The approach also recasts wavefront sensing data, already collected at every major observatory, as a scientific asset rather than an engineering byproduct. If wavefront telemetry that would otherwise be discarded can feed a differentiable post-processing pipeline, it represents an enormous untapped resource. Future work could extend the approach to ground-based adaptive optics systems, where wavefront sensing runs at kilohertz rates and produces a continuous stream of atmospheric information that current post-processing methods completely ignore.
Open questions remain. The current simulations use JWST-like configurations, and real data will introduce noise sources and instrument systematics that simulations can only approximate. Handling chromatic aberrations, where the speckle pattern shifts with wavelength, would unlock integration with spectral differential imaging. And as differentiable physics simulators grow faster, this approach could eventually run in near-real-time, enabling adaptive observations that respond to the telescope’s live optical state.

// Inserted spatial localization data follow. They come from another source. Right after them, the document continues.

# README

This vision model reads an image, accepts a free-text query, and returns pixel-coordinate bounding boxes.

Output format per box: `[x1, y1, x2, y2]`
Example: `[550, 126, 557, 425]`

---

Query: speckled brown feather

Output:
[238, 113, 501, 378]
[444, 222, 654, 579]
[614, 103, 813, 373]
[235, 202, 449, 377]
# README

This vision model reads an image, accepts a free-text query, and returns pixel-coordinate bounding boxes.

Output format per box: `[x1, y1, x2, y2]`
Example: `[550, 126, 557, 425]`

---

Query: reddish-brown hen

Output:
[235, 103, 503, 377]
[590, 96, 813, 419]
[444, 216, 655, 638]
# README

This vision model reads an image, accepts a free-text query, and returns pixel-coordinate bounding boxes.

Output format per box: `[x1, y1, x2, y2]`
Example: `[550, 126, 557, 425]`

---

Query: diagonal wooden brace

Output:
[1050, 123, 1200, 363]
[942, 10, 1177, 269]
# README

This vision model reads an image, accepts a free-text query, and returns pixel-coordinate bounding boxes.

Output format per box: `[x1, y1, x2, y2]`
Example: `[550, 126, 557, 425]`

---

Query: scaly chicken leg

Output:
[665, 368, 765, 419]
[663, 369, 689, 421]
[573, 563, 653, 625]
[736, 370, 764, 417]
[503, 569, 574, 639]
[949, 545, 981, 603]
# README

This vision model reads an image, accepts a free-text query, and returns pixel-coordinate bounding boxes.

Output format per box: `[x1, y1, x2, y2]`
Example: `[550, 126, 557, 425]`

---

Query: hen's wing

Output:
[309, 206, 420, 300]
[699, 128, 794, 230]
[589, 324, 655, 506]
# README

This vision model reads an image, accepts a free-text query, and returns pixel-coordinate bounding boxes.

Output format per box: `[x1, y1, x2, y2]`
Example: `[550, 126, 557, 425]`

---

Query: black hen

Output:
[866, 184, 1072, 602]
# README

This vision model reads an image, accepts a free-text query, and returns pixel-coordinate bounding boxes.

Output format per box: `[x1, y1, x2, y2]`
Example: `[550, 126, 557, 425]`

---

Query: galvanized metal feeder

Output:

Bottom Line: By applying differentiable rendering to wavefront sensing data that telescopes already collect, this work achieves substantially better starlight subtraction than conventional methods, potentially expanding the range of directly detectable exoplanets without spending a single additional minute on reference stars.
IAIFI Research Highlights
This work embeds wave-optics physics directly into a differentiable computational graph, letting machine learning optimization tackle a fundamental astronomical measurement problem. It's AI-physics integration at its most concrete.
The research extends differentiable rendering from computer vision into high-contrast astronomical imaging, showing that physics-informed gradient-based optimization can outperform statistical post-processing on scientific imaging problems.
Better exoplanet detection directly advances the search for potentially habitable worlds. The approach has been validated on JWST-configuration simulations and is applicable to the next generation of large space and ground telescopes targeting Earth-like planets.